Before we start to cover the topic of how to achieve parallel concurrency in PHP, we should first think about when it is appropriate.

You may hear veterans of programming say (and newbies parrot) things like:
Threading is not web scale.
 This is enough to write off parallelism as something we shouldn't do for our web applications, it seems obvious that there is simply no need to multi-thread the rendering of a template, the sending of email, or any other of the laborious tasks that a web application must carry out in order to be useful.

But rarely do you see an explanation of why this is the case: Why shouldn't your blog be able to multi-thread a response ?

The reasoning is simple: Threading at the front end of a web application doesn't make good sense; if a controller instructs the operating system to create even a reasonable number of threads, for example 8, and a small number of clients request the controller, for example 100, you are asking your hardware to execute 800 threads concurrently.

CPU's would have to look much different than they do today before anyone could say that is a good idea.

This is not how we make use of 1:1 parallel concurrency in any language that supports it.

Some programming environments employ a N:1 (many-to-one) or N:N (many-to-many) model, whereby the kernel is not necessarily aware of every thread created, this is colloquially known as green threading. PHP uses a 1:1 (one-to-one) model whereby the kernel is aware of every thread created.

So, when is it appropriate ?

Take MySQL for an example; it uses parallelism to realize its extremely complex services, many other bits of software in the web stack do the same.

When we look at how they provide their services, we can see that MySQL's complex execution environment is isolated from the service that uses it by process boundaries; that is to say, services are provided by some sane form of IPC and or RPC.

This is how we make use of parallel concurrency; we separate and isolate those parts of our application that require what parallelism provides.

We keep our frontends simple, we keep them scalable.

Our backends can create and manipulate as many threads as they need to service the frontend of our applications, they can be responsible for all of the complexity in an isolated, controlled and well designed environment.

Can PHP really be used to write system services ?

Historically we have advised against writing long running scripts in PHP.

Today, PHP is suitable for such things, obviously there are pitfalls, there are things to think about, but there is no technical barrier to writing long-running scripts, even ones that run indefinitely.

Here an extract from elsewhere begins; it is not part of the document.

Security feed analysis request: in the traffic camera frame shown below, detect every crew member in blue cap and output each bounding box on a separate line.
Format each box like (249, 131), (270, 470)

Obviously, much like there is in Java, or any other language that might be used to write system services or long-running code, care must be taken to ensure that the code you write is logically able to run indefinitely; if you append an infinite amount of members to an array you will need an infinite amount of memory.

With great power ...

Parallelism is one of the most powerful tools in our toolbox, multicore and multiprocessor systems have changed computing forever.

But with great power comes great responsibility; don't abuse it, remember the story of the controller that created 800 threads with a tiny amount of traffic, whatever you do, ensure this can never happen.